Se sentó en la mesita acostumbrada. Poca luz y tan sólo una silla. Sacó el diario que minutos antes había comprado y, señalando con su mano a la camarera, se dispuso a ordenar el irlandés de cada tarde. En estos momentos el diario era nada más que papel roñoso que pasaba frente a sus ojos sin sentido alguno. Un vómito de letras que no entendía ni pretendía comprender. Por lo mismo cuando ya había dado vuelta la quinta página lo cerró y se lo ofreció a un anciano que disfrutaba un cortado en la mesita adyacente, y que aceptó agradecido.
Esperó que le sirvieran su café, lo sorbió en tres grandes tragos y dejó el dinero en la mesa. Se dirigió al baño, mojó su cara y salió rumbo a su casa.
El frío aún lo sentía recalar por todo su cuerpo, así que se incorporó y apresuró el paso para llegar cuanto antes a su hogar.
Ya una vez en su departamento, se sentó en su sillón de cuero negro y estuvo por largo rato pensando en su mujer con sus ojos fijamente puestos en las fotos del matrimonio. La muerte había hecho su parte sin ningún tipo de aviso, ya que no había sido una enfermedad Terminal la que los había separado para siempre, sino un cruel y fortuito accidente automovilístico, tan imprevisible como maldito.

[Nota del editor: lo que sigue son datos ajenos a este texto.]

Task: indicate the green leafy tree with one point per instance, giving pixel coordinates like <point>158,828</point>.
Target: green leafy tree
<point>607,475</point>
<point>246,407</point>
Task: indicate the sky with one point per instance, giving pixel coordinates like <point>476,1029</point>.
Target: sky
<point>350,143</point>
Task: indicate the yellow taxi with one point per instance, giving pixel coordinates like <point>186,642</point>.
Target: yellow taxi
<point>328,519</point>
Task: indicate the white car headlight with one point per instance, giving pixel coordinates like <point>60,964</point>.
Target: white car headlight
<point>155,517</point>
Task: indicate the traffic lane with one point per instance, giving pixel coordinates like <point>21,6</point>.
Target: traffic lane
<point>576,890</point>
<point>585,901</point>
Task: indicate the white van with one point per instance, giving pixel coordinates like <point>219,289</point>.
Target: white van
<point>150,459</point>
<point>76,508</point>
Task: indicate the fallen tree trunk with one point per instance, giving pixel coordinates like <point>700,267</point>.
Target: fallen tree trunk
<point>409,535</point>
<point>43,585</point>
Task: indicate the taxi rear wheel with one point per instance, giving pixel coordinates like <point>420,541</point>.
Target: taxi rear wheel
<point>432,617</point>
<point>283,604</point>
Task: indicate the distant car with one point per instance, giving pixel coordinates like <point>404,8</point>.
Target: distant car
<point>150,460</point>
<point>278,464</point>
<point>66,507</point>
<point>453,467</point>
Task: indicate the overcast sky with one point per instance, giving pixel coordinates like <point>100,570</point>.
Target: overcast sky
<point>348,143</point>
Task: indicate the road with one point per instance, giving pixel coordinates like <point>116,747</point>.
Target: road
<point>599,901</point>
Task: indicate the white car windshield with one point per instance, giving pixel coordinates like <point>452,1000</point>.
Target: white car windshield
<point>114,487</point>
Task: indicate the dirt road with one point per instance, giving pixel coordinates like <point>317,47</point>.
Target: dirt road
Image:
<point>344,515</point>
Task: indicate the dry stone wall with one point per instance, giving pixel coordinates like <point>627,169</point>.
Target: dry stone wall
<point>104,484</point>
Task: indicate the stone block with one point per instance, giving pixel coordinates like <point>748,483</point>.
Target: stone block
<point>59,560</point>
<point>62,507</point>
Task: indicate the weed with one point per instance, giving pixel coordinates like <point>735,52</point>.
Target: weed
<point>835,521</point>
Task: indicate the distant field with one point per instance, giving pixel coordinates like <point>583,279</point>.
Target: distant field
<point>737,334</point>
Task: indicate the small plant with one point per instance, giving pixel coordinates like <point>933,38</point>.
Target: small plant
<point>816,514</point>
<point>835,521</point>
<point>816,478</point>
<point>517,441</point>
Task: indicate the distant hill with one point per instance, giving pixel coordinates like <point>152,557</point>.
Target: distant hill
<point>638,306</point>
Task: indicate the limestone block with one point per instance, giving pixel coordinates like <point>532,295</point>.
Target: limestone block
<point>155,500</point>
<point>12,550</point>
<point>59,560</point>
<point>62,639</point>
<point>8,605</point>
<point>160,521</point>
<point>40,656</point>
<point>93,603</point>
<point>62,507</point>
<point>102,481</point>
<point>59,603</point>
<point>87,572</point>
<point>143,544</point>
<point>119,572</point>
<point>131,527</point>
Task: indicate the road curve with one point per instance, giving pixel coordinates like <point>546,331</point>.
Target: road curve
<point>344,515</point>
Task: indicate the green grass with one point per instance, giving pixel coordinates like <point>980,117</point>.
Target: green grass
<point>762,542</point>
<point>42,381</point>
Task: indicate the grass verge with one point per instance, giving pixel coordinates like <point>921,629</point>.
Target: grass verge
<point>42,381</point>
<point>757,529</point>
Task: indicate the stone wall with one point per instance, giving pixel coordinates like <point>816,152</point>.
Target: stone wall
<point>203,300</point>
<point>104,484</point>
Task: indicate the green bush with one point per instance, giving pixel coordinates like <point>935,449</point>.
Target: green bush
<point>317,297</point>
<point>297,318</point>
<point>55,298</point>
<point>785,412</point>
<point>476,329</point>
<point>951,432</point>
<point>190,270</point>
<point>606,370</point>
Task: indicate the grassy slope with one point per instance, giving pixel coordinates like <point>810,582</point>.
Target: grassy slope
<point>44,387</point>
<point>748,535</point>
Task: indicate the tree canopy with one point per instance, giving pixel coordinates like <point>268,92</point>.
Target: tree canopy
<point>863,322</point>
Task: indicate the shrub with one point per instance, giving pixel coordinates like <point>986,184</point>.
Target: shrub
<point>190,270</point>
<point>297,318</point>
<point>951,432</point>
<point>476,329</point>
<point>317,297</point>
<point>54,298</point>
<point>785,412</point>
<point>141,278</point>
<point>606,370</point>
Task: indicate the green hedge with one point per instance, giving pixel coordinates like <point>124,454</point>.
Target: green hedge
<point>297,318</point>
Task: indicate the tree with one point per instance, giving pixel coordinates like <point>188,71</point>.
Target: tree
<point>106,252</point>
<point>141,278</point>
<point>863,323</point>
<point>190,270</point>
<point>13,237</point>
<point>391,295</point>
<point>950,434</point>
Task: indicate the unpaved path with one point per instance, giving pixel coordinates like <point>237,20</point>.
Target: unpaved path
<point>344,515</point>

El reloj de pared anunciaba las nueve de la noche. Manuel se levantó de su sillón y, tomando su maletín, se dirigió a su habitación. El cansancio lo dejó caer en la cama casi sin oponer resistencia, mientras el portafolio cayó a unos pasos de él. Por segunda vez en el día ese papel completamente en blanco se asomaba con timidez por los bordes de una carpeta. Pero Manuel no se percató de este hecho hasta minutos más tarde cuando las ganas de orinar lo obligaron a levantarse de su aturdimiento momentáneo. Ni él sabía por qué le llamaba tanto la atención un simple papel en blanco entre tanto documento importante. Sin embargo, esta vez no vaciló y lo recogió del suelo. Tomó un lápiz grafito e impulsivamente comenzó a escribir lo poco y nada que había hecho aquel día. Escribió con sumo detalle cada uno de sus actos, pensamientos, reflexiones, recuerdos. En fin, todo lo que pasó por su mente aquel día. Ya una vez que terminó de escribir, tomó cinta adhesiva y pegó el papel en la muralla de su habitación, y sin cuestionarse mayormente aquel impulso, se durmió.


III

Al día siguiente se despertó y como todos los días repitió cada paso de su rutina laboral. Entró a la ducha, se vistió, desayunó unas tostadas con jamón y un café y partió rumbo a su oficina.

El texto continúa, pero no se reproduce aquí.